Los huesos fósiles pueden revelar la anatomía, las relaciones evolutivas, la dieta y, a veces, lesiones. Son menos útiles para mostrar qué estaba haciendo un grupo de parientes extintos en un mismo momento. Por eso es significativo el reciente rastro de huellas hallado en el norte de Kenia. Según el texto de la fuente proporcionada, las huellas de hace 1,4 millones de años parecen registrar a ocho individuos de Paranthropus boisei ocupando el mismo lugar casi al mismo tiempo, a lo largo de una antigua orilla lacustre. Para los paleoantropólogos, eso constituye una evidencia inusualmente cercana de comportamiento directo.

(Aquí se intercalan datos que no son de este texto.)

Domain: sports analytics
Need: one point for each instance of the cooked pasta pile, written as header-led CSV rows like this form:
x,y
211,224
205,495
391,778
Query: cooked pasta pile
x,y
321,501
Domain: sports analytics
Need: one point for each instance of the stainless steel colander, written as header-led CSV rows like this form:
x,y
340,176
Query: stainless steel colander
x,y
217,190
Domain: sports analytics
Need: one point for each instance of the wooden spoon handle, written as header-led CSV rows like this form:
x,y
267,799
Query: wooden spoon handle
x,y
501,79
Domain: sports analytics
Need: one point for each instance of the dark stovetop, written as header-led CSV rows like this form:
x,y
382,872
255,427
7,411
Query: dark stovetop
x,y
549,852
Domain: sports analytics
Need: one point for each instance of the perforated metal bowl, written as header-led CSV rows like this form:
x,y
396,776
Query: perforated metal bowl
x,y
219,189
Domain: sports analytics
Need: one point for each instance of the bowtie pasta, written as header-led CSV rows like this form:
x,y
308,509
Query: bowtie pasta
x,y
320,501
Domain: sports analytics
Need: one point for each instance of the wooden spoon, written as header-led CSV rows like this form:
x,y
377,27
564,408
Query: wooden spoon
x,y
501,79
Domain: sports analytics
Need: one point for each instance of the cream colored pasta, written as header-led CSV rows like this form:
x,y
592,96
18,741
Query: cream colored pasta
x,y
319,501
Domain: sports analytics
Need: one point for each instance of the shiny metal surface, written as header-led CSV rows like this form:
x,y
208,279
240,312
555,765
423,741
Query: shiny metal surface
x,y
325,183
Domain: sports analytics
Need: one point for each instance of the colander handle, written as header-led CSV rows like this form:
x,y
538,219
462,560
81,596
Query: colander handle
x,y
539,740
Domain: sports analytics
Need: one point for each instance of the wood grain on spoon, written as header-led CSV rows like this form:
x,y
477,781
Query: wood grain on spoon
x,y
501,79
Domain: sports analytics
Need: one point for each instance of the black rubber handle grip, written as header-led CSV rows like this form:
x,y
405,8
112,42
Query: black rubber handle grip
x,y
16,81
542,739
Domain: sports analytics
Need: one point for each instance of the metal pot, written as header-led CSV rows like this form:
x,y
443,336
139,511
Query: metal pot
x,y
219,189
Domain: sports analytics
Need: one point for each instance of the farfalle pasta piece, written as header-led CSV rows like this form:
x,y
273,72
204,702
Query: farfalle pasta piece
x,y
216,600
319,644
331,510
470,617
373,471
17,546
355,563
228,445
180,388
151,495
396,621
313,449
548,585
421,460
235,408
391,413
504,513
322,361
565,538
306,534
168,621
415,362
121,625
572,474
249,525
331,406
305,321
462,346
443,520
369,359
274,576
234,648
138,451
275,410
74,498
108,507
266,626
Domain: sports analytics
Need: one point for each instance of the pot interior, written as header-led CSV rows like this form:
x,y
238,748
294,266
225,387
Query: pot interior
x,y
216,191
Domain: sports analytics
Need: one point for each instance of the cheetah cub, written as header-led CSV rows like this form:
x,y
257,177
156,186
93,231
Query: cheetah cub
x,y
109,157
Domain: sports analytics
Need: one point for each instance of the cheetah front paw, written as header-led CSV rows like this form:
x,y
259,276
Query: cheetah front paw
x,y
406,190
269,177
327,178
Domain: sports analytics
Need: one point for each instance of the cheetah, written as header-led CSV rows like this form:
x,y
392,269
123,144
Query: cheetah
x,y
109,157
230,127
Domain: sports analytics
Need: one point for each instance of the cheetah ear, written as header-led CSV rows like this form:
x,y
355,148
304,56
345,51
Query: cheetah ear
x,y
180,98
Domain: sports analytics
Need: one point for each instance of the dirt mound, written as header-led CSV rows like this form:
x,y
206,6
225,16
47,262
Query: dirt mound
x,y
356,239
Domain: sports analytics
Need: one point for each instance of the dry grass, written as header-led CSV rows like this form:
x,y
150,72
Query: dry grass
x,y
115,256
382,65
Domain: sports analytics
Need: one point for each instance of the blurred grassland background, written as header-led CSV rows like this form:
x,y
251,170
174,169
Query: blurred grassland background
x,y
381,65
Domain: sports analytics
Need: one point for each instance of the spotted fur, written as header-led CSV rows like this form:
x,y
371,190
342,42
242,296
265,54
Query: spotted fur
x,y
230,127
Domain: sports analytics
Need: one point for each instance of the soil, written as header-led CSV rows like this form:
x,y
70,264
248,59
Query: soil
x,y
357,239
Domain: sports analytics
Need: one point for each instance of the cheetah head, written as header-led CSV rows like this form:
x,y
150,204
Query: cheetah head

El resumen de la investigación dice que las huellas ofrecen una instantánea de lo que los científicos llaman “comportamiento fósil”. A diferencia de los restos esqueléticos, que pueden acumularse a lo largo de periodos extensos y a partir de distintos acontecimientos, las huellas son rastros comprimidos en el tiempo. Conservan el movimiento, la dirección, la separación y, en los casos favorables, el número y el tamaño relativo de los individuos presentes durante un breve intervalo. Eso le da a este sitio keniano un valor científico de otro tipo. No es solo otro dato sobre el aspecto de Paranthropus boisei. También puede arrojar luz sobre cómo se desplazaban juntos por el paisaje los miembros de la especie.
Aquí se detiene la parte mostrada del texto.